Kapitel 2 Über die Dächer von Hamburg

Das Rattern meines Reiseweckers beförderte mich aus dem Sandmännchenreich ins Hamburgreich. Gemächlich rappelte ich mich auf. Um zehn Uhr sollte die Pressekonferenz beginnen. Genug Zeit um mir eine warme Dusche zu gönnen. Ich fühlte mich richtig wohl in meinem Pensionszimmer. Nun gut, es war keine Fünf-Sterne-Suite, aber im Vergleich zu meinen sonstigen Unterkünften war es doch fürstlich.

Nachdem ich mich für den Tag fertig gemacht hatte, servierte mir in der Gaststube eine nette Dame mittleren Alters ein Frühstück. Schade, dass heute nicht Samstag ist. Ich fühlte mich geborgen wie bei Großmuttern. Dementsprechend sah auch die Einrichtung aus. Rustikale Möbel, holzvertäfelte Wände waren mit Stickbildern, die sich hinter Glasrahmen verbargen, verziert und gehäkelte Deckchen schmückten die Tische. Der Dielenboden knarrte unter den Füßen. Es roch nach kaltem Rauch und altem Holz, aber nicht unangenehm, eher gemütlich, eben alt, selbst für 1982. Ich fühlte mich in die Fünfziger- oder Sechzigerjahre versetzt.

Klaus stand mit einigen anderen Reportern vor dem Polizeipräsidium, das sich im sogenannten Berliner-Tor-Center befand. Es gab keinen Hals, der nicht mit einer Kamera behängt war, und keinen Mund, in dem nicht eine Zigarette qualmte. Als Klaus mich sah, löste er sich aus der Gruppe.

»Moin Nick!«

»Moin Klaus.«

»Hier, für dich.«

Ich nahm eine Karte entgegen und warf einen Blick darauf.

»Ah, dafür war das Foto … oh, danke, du hast mich fünf Jahre jünger gemacht.«

»Oh, bitte, keine Ursache. Ich musste mir heute Morgen schnell ein Geburtsdatum für deinen Presseausweis ausdenken – Herr Kollege!« Er zwinkerte verschwörerisch.

Plötzlich brach Hektik unter den Journalisten aus und sie hasteten zum Eingang.

»Es geht los! Auf in die Arena«, meinte Klaus und schnippte seine Zigarette in den Schnee.
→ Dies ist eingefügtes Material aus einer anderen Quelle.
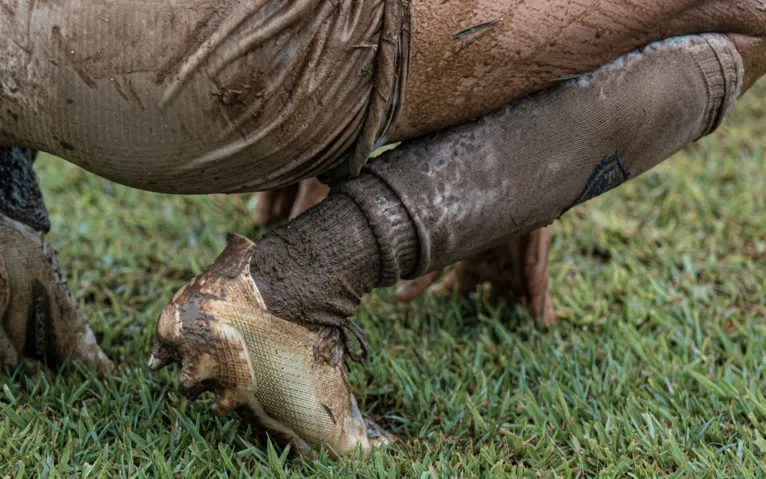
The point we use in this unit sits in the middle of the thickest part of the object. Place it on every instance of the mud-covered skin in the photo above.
(20, 196)
(290, 379)
(213, 97)
(39, 320)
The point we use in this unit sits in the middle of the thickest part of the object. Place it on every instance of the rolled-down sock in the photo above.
(441, 198)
Die Kontrolleure warfen nur einen flüchtigen Blick auf den Presseausweis und so war es keine große Sache, an ihnen vorbeizukommen. Es gelang uns, Plätze in der zweiten Sitzreihe zu erkämpfen. Noch unterhielten sich die Anwesenden und gestikulierten wild durcheinander, bis sich nach einer Weile eine Tür öffnete, und zwei uniformierte Politeibeamte und drei in Zivil den Raum betraten. Sie nahmen an dem länglichen Tisch vor uns Platz. Die Presseleute verstummten.
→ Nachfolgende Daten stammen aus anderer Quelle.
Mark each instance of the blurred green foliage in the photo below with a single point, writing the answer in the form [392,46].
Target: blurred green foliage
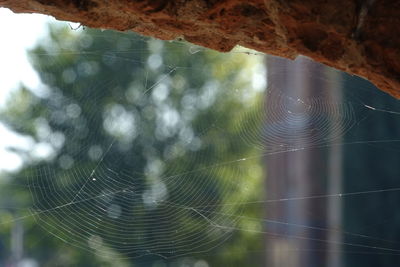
[149,128]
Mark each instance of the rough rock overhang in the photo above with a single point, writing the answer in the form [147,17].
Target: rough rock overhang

»Guten Morgen, meine Damen und Herren, mein Name ist Müller, die meisten von Ihnen kennen mich sicher, ich bin der Pressesprecher der hiesigen Polizei. Rechts neben mir sitzt Hauptkommissar Wallace und daneben der Gerichtsmediziner Dr. Kleinschmidt.«

Dann stellte er noch die beiden Grünen vor, deren Namen ich aber gar nicht mitbekam. Ich konzentrierte mich voll und ganz auf diesen Wallace, einen großen, schlanken, ernst dreinblickenden angegrauten Mann, den ich ja schon am Tatort hinter der Absperrung gesehen hatte. Er trug wieder diesen grauen Mantel und den Hut. Den Mantel behielt er an, er wollte wohl kein langes Kaffeekränzchen abhalten. Den Hut ließ er auf den Tisch fallen. Wo habe ich den Mann schon mal gesehen? Der Pressesprecher erteilte Wallace das Wort:

»Nun wird Ihnen Hauptkommissar Wallace einige Einzelheiten von den Morden berichten.«

»Guten Morgen«, begann der Angesprochene und schon bei diesen beiden Worten merkte man, dass er wenig Lust hatte, sich hier mit uns abzugeben. Routiniert begann er:

»Wie Sie alle wissen, haben wir es jetzt mit dem dritten Mord zu tun, und nach neuesten Erkenntnissen können wir davon ausgehen, dass es sich um einen Serienmörder handelt.«

»Wie kommen Sie zu dieser Annahme? Wurden die Opfer alle gleichermaßen zugerichtet?«, rief einer dazwischen.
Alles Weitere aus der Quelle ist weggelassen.